«Charte des principes islamiques» .. Les organismes islamiques français annoncent leur acceptation de la loi Macron pour réglementer les affaires musulmanes | nouvelles islamophobes

Trois organes du Conseil français du culte musulman ont révoqué leur décision de rejeter la « Charte des principes islamiques en France » après que le gouvernement a insisté sur le fait qu’il s’agissait d’un « compromis idéal ».

Le « Comité de coordination des musulmans turcs de France », « Union islamique Melli Gorush » et le mouvement « Foi et pratique » ont décidé de signer la charte, qui a été rejetée en janvier dernier.

Dans une déclaration commune, les agences ont appelé « tous les frères du corps membre du conseil à se rassembler » en réponse à une déclaration du ministre de l’Intérieur, Gérald Darmanin, le 13 décembre, dans laquelle il a déclaré que « le conseil est mort » comme expression des divisions qui existent en elle à cause de la charte.

« Faire une séparation »

Les trois instances ont refusé de signer une charte rédigée par le pouvoir exécutif, qui interdit ce qu’elle appelle « l’ingérence de l’État étranger dans les affaires musulmanes françaises », tout en soulignant « la compatibilité de l’islam avec la République française » et l’égalité des sexes.

En janvier dernier, les dirigeants du Conseil français du culte musulman avaient annoncé être parvenus à un accord sur la charte, tandis que les trois instances critiquaient l’absence de concertation sur la charte et arguaient qu’elle contenait plusieurs dispositions qui « fragiliseraient les liens de confiance entre les musulmans français et la nation.

Il a ajouté : « Certaines des phrases contenues dans la charte portent atteinte à l’honneur des musulmans et ont un caractère accusateur et marginal ».

Malgré son refus de signer la charte, les trois corps restent au sein du conseil, tandis que les 4 autres, dont la Mosquée de Paris, décident de former une nouvelle coordination.

Le communiqué des instances, aujourd’hui samedi, considère que les « différences » qu’elles expriment sont « mal utilisées pour créer une dangereuse atmosphère de division pour les musulmans de France ».

« Notre principale préoccupation est d’œuvrer pour l’unité des musulmans de France, et la cohésion nationale dans le respect des principes et des valeurs de la République, qui sont bafoués en ces temps difficiles », a-t-il ajouté.

Clause de variation

Le président français Emmanuel Macron a exigé, au milieu de la campagne qu’il mène pour affronter ce qu’il appelle les tendances « isolationnistes » du pays, la mise en œuvre de ces principes, qui ont été signés par les 5 instances du Conseil français du culte musulman, après plusieurs conflits internes une semaine .

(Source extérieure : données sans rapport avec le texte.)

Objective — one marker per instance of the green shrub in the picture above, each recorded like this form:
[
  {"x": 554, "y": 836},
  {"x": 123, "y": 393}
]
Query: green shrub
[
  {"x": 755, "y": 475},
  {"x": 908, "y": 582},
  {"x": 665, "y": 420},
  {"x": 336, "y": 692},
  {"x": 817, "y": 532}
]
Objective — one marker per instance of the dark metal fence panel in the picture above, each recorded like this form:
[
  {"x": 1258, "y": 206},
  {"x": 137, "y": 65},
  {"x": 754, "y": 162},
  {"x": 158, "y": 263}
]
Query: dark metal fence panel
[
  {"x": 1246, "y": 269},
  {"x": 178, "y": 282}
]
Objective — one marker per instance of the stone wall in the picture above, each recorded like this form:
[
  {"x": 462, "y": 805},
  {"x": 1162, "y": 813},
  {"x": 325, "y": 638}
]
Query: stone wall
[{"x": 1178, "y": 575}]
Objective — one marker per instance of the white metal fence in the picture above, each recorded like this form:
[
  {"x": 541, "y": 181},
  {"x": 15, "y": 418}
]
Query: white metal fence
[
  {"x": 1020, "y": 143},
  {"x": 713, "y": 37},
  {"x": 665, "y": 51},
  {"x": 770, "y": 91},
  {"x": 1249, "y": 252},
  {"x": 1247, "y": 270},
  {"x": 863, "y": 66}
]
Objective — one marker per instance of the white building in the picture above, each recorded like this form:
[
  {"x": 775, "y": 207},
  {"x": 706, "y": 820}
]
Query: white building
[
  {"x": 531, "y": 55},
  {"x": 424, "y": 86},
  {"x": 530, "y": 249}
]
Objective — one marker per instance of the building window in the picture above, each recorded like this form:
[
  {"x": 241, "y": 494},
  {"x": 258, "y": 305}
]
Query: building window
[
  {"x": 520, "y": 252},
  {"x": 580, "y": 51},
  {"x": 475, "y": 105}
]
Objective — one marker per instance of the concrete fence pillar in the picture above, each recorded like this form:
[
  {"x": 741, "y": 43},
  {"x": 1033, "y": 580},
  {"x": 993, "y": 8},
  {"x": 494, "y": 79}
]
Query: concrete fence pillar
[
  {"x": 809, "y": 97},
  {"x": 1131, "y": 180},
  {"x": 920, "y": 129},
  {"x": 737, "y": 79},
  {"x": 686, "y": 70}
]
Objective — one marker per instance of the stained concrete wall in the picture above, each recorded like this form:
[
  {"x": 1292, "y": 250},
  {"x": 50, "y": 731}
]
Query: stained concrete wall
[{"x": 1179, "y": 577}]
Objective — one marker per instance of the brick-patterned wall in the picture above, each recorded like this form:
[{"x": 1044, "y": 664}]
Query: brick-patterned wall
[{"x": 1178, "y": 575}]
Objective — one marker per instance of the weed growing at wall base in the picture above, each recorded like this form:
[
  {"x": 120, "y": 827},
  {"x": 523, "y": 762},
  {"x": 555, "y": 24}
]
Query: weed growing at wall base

Macron a salué l’adoption de la « Charte » par le Conseil français du culte musulman et a considéré cette décision comme « un engagement explicite et approprié envers la République ».

Les trois instances ont d’abord exprimé leurs objections aux principes établissant le « principe d’égalité entre les hommes et les femmes » et la « compatibilité » de la charia islamique avec les principes républicains, « le refus d’utiliser l’islam à des fins politiques » et la nécessité pour les États étrangers de ne pas s’immiscer dans les affaires publiques.

Le Conseil français du culte musulman a approuvé une « charte des principes » de l’islam en France pour réorganiser les affaires religieuses islamiques.

La charte fait également référence aux hostilités visant les musulmans de France qui sont associés à « une minorité extrémiste qui ne devrait pas être considérée comme l’État ou le peuple français ».

La charte dénonce « l’ingérence » des pays étrangers dans les pratiques islamiques, et stipule qu' »une plus grande attention doit être accordée aux dons étrangers de plus de 10 000 euros ».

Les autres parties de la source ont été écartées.